Peter V’landys claims the NRL will remain a compelling product despite cost cuts at head office.Credit:Getty Images

“What the board and the game needs to understand is that this is a once-in-a-generation chance to get your cost structure right.

“What COVID has proven to us is that the cost structure isn’t right. The clubs were making accumulated losses of $33 million per year. That’s not sustainable.

“We need to make sure that we run the game viably, so the days of spending and spending and spending are well gone.

“You won’t attack every problem by throwing money at it; you have to come up with better strategies.

“That’s what the game has done [previously], it has looked at itself and thrown money at it and hope it fixes itself.

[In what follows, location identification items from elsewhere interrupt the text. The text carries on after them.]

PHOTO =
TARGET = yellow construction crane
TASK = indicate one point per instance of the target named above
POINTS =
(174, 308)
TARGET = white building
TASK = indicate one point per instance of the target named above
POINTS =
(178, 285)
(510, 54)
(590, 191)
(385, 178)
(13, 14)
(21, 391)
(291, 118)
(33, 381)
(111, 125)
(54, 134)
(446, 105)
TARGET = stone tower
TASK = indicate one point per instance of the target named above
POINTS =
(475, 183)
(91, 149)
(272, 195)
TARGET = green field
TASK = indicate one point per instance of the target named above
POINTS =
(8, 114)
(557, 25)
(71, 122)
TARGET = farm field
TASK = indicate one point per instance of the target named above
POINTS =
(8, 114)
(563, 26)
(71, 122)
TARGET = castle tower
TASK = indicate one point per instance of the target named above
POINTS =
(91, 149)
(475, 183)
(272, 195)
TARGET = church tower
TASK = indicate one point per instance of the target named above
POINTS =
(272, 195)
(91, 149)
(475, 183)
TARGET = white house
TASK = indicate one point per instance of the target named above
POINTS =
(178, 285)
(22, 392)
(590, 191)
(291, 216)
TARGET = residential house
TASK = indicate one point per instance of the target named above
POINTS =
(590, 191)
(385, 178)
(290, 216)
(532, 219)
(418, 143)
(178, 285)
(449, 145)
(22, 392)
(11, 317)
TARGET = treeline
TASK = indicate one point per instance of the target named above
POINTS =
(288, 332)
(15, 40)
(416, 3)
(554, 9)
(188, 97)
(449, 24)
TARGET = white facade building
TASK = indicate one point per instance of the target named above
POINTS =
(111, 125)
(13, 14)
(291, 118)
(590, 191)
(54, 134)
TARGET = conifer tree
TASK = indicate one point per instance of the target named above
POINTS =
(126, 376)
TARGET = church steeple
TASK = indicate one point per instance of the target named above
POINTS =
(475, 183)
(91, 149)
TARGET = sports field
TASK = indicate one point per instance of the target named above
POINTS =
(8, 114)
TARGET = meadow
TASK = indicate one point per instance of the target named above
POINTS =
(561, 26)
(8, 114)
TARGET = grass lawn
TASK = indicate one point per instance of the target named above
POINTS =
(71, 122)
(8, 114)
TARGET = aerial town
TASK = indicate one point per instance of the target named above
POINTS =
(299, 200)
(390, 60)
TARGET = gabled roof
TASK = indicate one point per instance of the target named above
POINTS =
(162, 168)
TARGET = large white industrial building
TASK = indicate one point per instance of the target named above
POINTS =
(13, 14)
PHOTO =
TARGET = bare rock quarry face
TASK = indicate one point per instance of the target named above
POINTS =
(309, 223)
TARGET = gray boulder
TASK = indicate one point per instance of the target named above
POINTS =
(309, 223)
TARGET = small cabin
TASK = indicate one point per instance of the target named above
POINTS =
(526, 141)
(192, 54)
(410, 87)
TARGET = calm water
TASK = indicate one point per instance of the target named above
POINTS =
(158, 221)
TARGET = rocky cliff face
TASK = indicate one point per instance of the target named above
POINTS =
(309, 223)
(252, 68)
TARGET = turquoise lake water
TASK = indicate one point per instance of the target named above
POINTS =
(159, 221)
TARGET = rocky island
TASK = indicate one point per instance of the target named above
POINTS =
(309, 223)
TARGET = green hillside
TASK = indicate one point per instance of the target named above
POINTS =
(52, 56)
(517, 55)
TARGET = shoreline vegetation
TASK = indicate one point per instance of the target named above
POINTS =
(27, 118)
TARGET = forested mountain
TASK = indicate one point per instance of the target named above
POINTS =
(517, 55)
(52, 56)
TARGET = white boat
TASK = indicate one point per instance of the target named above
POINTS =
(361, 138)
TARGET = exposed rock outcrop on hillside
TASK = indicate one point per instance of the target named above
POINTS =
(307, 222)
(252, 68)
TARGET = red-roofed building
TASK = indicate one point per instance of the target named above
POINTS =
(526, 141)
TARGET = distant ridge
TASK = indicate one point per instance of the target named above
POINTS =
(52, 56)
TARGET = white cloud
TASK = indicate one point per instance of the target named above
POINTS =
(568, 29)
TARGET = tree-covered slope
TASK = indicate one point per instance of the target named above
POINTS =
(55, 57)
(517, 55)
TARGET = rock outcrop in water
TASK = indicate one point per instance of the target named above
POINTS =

Sometimes the return didn’t eventuate, even though they threw a lot of money into it because what they wanted didn’t come to fruition.”

Clubs will have a handbrake applied to spending in the form of a cut to the football department cap. Currently, the figure is $6.17 million a year, although that is expected to drop to about $5 million. The decrease should make clubs think twice before committing to coaches on lucrative long-term deals that are rarely completed.

However, the biggest savings will come from greater efficiencies at Rugby League Central.

“[Spending] has to come down substantially, there’s not two ways about it,” V’landys said.

“Andrew Abdo is doing an excellent job in identifying the areas we can do immediately and other areas we can do gradually.


“But no one will notice the difference. The services will be the same. We don’t regard it as cost cutting, we regard it as being efficient – doing the same thing for a lesser price.

“The fans won’t notice any difference. What our aim is with all the changes is that nobody notices any changes other than an improvement in the entertainment value of the game.

“Nobody will notice any difference because we will get the same output for a much lesser price.”